3.2.4.3 New Paradigm Effects on Front-end and Back-end Licensing Actions As with in-reactor LARs, many of the aspects of the new paradigm translate into efficiencies for fuel cycle front-end and back-end licensing actions. The more technical data and knowledge the staff has received before and on day one of a review, the more prepared the NRC will be and the lower the risk that the review will not meet the requested expedited timeline due to unforeseen technical or regulatory issues. The NMSS project managers will encourage their licensees and certificate holders to discuss their plans early and often, including pre-submittal meetings.

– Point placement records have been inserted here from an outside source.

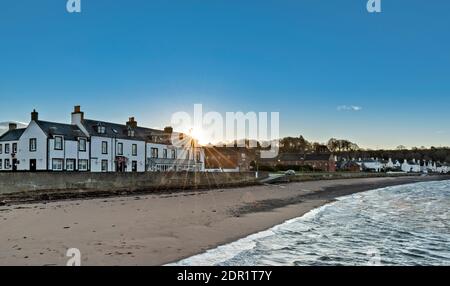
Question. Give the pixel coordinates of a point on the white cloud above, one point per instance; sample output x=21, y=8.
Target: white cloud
x=349, y=108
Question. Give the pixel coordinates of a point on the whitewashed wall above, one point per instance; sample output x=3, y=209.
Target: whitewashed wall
x=23, y=152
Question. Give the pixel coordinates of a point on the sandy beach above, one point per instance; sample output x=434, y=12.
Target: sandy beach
x=156, y=229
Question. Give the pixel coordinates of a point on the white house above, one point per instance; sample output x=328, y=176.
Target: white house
x=51, y=146
x=370, y=165
x=8, y=148
x=96, y=146
x=411, y=167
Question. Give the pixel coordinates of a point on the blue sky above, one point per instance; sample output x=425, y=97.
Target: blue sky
x=307, y=59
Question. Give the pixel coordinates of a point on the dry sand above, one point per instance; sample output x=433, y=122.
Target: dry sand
x=158, y=229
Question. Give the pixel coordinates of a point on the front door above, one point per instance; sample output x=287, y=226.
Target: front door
x=32, y=165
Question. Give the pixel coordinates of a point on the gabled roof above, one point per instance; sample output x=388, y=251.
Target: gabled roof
x=120, y=131
x=300, y=157
x=12, y=135
x=70, y=132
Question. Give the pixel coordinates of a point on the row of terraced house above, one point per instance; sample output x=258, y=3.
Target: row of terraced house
x=87, y=145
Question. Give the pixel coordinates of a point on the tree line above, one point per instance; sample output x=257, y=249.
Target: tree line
x=350, y=150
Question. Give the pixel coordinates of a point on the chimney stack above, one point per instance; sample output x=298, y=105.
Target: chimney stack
x=168, y=130
x=131, y=122
x=77, y=115
x=12, y=126
x=34, y=115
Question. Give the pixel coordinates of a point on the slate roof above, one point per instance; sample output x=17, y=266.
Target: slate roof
x=120, y=131
x=12, y=135
x=70, y=132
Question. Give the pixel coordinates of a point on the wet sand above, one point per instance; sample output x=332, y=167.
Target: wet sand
x=156, y=229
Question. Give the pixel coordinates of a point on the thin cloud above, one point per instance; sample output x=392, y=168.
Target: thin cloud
x=349, y=108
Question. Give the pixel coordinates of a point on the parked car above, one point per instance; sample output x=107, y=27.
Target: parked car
x=290, y=173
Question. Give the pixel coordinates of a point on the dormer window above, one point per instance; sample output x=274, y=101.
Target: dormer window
x=101, y=129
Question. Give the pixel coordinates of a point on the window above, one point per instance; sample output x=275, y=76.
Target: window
x=104, y=147
x=154, y=152
x=82, y=165
x=104, y=165
x=33, y=144
x=57, y=164
x=70, y=165
x=58, y=142
x=101, y=129
x=82, y=145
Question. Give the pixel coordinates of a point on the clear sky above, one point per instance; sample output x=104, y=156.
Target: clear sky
x=330, y=68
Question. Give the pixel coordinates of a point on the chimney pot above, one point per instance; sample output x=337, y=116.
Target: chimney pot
x=34, y=115
x=12, y=126
x=168, y=130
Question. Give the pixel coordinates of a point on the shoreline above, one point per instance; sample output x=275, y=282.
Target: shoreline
x=158, y=229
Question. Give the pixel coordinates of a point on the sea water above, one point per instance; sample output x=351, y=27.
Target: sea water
x=401, y=225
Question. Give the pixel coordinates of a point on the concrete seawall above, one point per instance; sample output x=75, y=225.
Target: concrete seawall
x=11, y=183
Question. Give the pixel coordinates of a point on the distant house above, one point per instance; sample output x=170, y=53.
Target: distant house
x=316, y=161
x=371, y=165
x=228, y=159
x=411, y=166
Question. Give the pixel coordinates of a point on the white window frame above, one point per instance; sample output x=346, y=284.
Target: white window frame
x=32, y=148
x=79, y=144
x=54, y=160
x=56, y=139
x=104, y=147
x=120, y=148
x=106, y=165
x=155, y=152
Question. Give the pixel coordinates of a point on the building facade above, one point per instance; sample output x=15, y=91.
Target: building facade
x=96, y=146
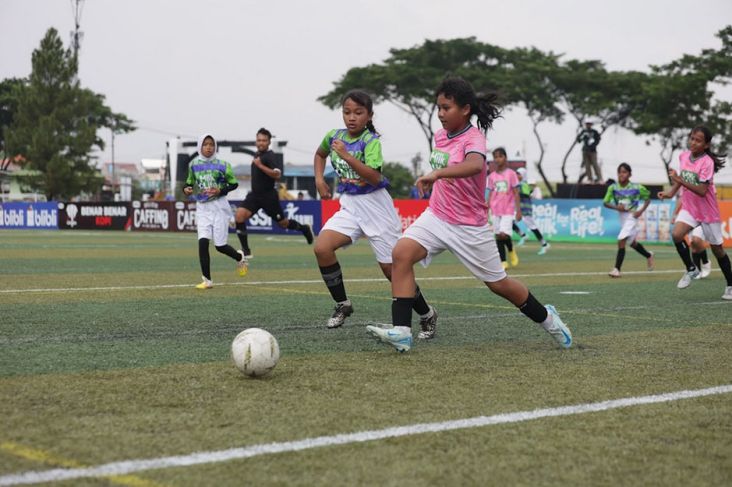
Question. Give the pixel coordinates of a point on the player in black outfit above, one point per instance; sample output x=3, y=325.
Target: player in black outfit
x=266, y=171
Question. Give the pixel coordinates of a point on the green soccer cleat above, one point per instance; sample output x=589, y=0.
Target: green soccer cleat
x=558, y=330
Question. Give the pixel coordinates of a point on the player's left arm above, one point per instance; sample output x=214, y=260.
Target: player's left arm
x=370, y=171
x=264, y=165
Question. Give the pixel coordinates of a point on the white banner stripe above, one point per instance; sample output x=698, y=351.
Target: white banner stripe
x=309, y=281
x=132, y=466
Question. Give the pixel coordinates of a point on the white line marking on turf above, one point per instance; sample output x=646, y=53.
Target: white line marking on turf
x=199, y=458
x=304, y=281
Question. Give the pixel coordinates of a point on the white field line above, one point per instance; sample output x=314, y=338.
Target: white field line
x=199, y=458
x=309, y=281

The NRC staff is currently reviewing the regulations and guidance to identify the extent of their applicability to front-end and back-end licensing actions on coated cladding, doped pellets, FeCrAl cladding, higher burnup, and increased enrichment can be found in Appendix A of this Project Plan and is discussed further in Section 7.1 of this plan. The identification of a regulation or guidance that is not fully applicable does not mean that ATF, higher burnup, and increased enrichment front-end and back-end licensing actions cannot be reviewed today; however, schedule risk will be higher until such regulations or guidance are made fully applicable.

DRAFT 15 3.2.5 Lessons Learned within the New Paradigm Below are some broad lessons learned from experiences in the new paradigm with LTAs, TRs, and other licensing actions that will help the NRC ensure efficient reviews of ATF technologies.

Commitment to any specific technology from power reactor licensees is important for resource planning. The fuel vendors are strongly pushing ahead and are interacting with NRC staff. The NRC staff is looking forward to receiving scheduling information from power reactor licensees so the staff are able to prepare for license amendments to the desired extent.

Early communication and pre-application interactions between the staff and applicant/licensee is essential for all licensing actions across the entire fuel cycle Staff knowledge is needed on how the technology meets (or fails to meet) the consensus codes and standards and/or regulations prior to submittal Staff knowledge of past research and staff ability to conduct appropriate confirmatory research to strengthen the basis for reasonable assurance of adequate safety are needed If the data is still being collected, the applicant will need to compensate for the lack of data to provide a safety basis.

Significant coordination across the NRC Offices is paramount and many technical disciplines are included across the agency.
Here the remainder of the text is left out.